Tywi is currently a member of the playback theatre group Real and Present Theatre (RaPT), acting as their musician. In this role he improvises soundtracks for the players’ interpretations of true stories recounted by audience members from their own lives. The group has performed at Chorlton Arts Festival, Didsbury Arts Festival, as well as at professional conferences in the fields of psychology, therapy, and humanitarian aid.

 

   During the period 2014-2018 Tywi was based in Bristol, and was heavily involved with the local music scene, most significantly playing guitar as part of the four piece post-rock band A Procession, recording with them their first album Threnodies. During this time, he also began recording arrangements of video game music for multiple acoustic guitars and publishing them online via his YouTube channel Tywi Hywel. This period was also when he released his first solo album ZigZag Idiot, which was entirely composed of electronica and pieces inspired by the world of left-field dance music. He has performed some of this material live, alongside original songs and guitar compositions of his own.

 

  Prior to this in 2008 Tywi studied a Master’s in Sonic Art & Digital Media Production at the University of Sheffield under the tutorship of Professor Adrian Moore. Through this programme he received academic training in various aspects of digital audio manipulation, production of sound with moving image, sound diffusion, researching/writing about music and sound art, and also performed at the University’s Sound Junction series of concerts.

 

  Since 2005, he has also spent a number of years working in the context of Robert Fripp’s Guitar Craft seminars. These involve a unique and holistic approach to acoustic guitar playing neither based entirely in the rock or classical traditions, and using a specific tuning distinct from the standard E-A-D-G-B-e. In this context Tywi performed dozens of times in various locations including Los Angeles, the Netherlands, Stroud Subscription Rooms, Bristol, Barcelona and London as part of different Guitar Craft-related ensembles including the League of Crafty Guitarists, the Berlin Guitar Ensemble, the Guitar Circle of Europe and the Orchestra of Crafty Guitarists.

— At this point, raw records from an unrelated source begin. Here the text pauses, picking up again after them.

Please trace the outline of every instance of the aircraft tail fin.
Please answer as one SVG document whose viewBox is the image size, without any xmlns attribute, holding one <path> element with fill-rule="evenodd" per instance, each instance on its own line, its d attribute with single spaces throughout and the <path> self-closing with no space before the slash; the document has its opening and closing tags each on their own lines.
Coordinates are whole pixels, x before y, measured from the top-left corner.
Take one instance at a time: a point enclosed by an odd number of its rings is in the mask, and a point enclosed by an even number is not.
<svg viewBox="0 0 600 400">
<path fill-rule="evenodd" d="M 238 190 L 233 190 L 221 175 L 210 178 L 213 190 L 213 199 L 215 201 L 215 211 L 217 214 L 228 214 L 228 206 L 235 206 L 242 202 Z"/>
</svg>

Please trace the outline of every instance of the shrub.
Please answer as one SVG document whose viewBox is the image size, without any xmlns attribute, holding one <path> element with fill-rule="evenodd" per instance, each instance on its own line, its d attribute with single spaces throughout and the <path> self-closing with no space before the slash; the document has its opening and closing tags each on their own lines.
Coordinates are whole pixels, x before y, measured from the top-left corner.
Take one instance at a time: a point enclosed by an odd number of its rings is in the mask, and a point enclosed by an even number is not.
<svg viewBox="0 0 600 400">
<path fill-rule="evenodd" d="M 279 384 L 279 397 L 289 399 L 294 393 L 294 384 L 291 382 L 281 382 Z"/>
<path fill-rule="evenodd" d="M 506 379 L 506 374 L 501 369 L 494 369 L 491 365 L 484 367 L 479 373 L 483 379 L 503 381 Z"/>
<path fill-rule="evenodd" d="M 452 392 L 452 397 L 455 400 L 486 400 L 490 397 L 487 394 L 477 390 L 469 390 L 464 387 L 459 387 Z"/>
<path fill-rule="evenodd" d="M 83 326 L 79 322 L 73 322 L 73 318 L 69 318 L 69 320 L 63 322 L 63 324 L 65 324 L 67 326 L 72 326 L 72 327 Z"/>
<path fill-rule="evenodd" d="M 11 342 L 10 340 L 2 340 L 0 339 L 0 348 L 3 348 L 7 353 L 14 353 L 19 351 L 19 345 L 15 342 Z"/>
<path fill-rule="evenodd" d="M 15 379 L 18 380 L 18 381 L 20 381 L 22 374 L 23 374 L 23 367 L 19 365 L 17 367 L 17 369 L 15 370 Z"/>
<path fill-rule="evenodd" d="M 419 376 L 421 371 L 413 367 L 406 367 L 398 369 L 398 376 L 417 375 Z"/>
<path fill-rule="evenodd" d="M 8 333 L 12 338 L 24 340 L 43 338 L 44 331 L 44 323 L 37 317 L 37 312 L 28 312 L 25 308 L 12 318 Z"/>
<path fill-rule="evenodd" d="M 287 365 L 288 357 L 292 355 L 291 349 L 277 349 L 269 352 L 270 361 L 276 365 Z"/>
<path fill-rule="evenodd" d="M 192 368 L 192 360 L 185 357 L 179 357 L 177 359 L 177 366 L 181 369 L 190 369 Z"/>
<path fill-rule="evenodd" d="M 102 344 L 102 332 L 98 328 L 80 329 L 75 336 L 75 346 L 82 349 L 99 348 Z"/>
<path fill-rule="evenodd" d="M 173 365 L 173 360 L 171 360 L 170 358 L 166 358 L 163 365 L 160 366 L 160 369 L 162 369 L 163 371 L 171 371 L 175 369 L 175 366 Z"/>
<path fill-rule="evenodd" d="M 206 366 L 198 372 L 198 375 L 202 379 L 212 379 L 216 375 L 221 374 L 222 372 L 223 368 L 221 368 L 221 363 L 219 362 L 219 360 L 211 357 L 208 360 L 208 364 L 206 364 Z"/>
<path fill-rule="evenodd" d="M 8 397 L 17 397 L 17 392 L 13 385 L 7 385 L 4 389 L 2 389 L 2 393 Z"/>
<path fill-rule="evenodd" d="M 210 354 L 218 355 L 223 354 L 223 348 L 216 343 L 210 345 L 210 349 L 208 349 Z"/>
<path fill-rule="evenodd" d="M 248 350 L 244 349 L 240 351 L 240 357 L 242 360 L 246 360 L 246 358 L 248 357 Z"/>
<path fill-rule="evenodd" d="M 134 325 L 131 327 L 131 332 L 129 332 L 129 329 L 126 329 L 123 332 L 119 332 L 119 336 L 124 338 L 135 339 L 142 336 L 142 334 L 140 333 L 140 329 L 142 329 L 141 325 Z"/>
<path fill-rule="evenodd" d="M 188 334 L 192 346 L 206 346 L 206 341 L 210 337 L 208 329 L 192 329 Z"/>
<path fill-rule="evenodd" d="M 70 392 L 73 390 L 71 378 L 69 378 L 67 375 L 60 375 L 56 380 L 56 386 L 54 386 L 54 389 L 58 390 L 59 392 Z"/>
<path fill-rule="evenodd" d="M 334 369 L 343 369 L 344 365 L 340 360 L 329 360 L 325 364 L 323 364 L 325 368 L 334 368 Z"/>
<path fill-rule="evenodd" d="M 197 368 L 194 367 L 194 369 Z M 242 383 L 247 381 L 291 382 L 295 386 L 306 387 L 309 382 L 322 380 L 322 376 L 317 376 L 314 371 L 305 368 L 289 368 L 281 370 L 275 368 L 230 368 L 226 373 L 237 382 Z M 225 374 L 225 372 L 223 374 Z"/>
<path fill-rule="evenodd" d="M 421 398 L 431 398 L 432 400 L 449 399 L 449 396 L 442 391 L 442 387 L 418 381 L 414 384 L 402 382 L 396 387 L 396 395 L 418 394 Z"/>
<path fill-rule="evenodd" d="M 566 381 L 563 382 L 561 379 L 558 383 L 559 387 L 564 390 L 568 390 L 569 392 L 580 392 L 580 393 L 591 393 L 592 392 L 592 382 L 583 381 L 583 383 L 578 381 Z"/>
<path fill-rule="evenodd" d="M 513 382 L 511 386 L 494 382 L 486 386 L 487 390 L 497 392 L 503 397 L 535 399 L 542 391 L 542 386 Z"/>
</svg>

  Prior to this he performed in Europe as a guitarist in Slovenia’s DRMK noise festival, as well as performing alongside Greek musician Jesus Agnew (‘Jesus is Angry’) in Czech Republic, Slovakia, and Berlin. Tywi also performed with the Gated Community in the mid 2000s, which was a free-improv collective run by bassoonist Mick Beck who has been an established improviser and leader of the Sheffield improv scene for decades.

 

In 2021 Tywi was one third of the team which founded the independent publishing company Pomera Press, along with Dr Michael Grenfell of Southampton University (a scholar of linguistics who has specialised in the work of Pierre Bourdieu) and graphic designer Pablo Mandel from Buenos Aires, Argentina. Tywi currently has a book in progress which is planned for release through the imprint later in 2023/early in 2024.

 

Via the writings of neuro psychiatrist Dr Iain McGilchrist, Tywi is also interested in exploring how theories of the divided brain may bear on questions of creativity, theory and culture. He has twice been a presenter at the regular conference Exploring the Divided Brain & Coming to our Senses, organised by Field & Field.